2012 | Abstract
Differential antigenic expression in colorectal cancer, mucosa adjacent to colorectal cancer, and normal colorectal mucosa.


Introduction:Despite of an excellent oncologic surgery with broad normal tissue margins, the mucosa next to the bed anastomosed is a frequent place of tumoral recurrence on colorectal cancer. Objective: This study was performed to evaluate the expression of mucins and carbohydrates associated antigens in normal mucosa colorectal specimens (NMC), mucosa adjacent to colorectal cancer (MACCR) and malignant colorectal tumour samples (CCR). Methods: Ninety colorectal cancer tumour samples and their MACCR, and also 68 NMC were included.
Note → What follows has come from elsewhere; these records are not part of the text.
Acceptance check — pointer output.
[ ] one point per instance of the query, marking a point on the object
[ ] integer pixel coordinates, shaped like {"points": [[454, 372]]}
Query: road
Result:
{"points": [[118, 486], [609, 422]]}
Monoclonal antibodies (MAbs) against the following antigens were employed: anti-MUC1 (HMFG1), MUC2 (H-300) and MUC5AC (45M1), anti-Tn (HB-Tn1), Lex (KM380), sLex (KM93), Ley (C70) and sLea (1116-N5-19-9). An immunohistochemical approach following standard procedures was performed. Statistical analysis: an univariate statistical analysis with Chi2 was applied. Results: Malignant samples expressed MUC1 in 94% of cases, MUC2 in 52.4%, MUC5AC in 14.3%, Tn in 41%, Lex in 74.4%, sLex in 66.7%, Ley in 91.8% and sLea in 90.7%. Taking into account MUC2 and Ley expression, a positive correlation was found between MACCR and CCR: MUC2, P = .0006 and Ley, P = .0008. In malignant samples, MUC1 expression was increased compared to NMC (P = .04), also this mucin was 22.2% higher in MACCR than NMC. The expression of sLex and Ley was higher in CCR than NMC (179% and 33.6%, respectively). Expression of most antigens showed an increased tendency from NMC to MACCR and CCR: MUC1 (27.9%, 34.1% and 94%, respectively), Lex (60.9%, 30.5% and 74.4%, respectively), sLex (23.9%, 16.9% and 66.7%, respectively), Ley (68.7%, 78.3% and 91.8%, respectively) and sLea (62.1%, 45.6% and 90.7%, respectively). On the other hand, MUC5AC expression decreased in the mentioned sequence (51.5%, 20.7% and 14.3, respectively). Conclusion: Our results may support the hypothesis that the MACCR could be an intermediate point or “transitional zone” between NMC and CCR. Further studies are needed in order to correlate these findings with clinical outcomes.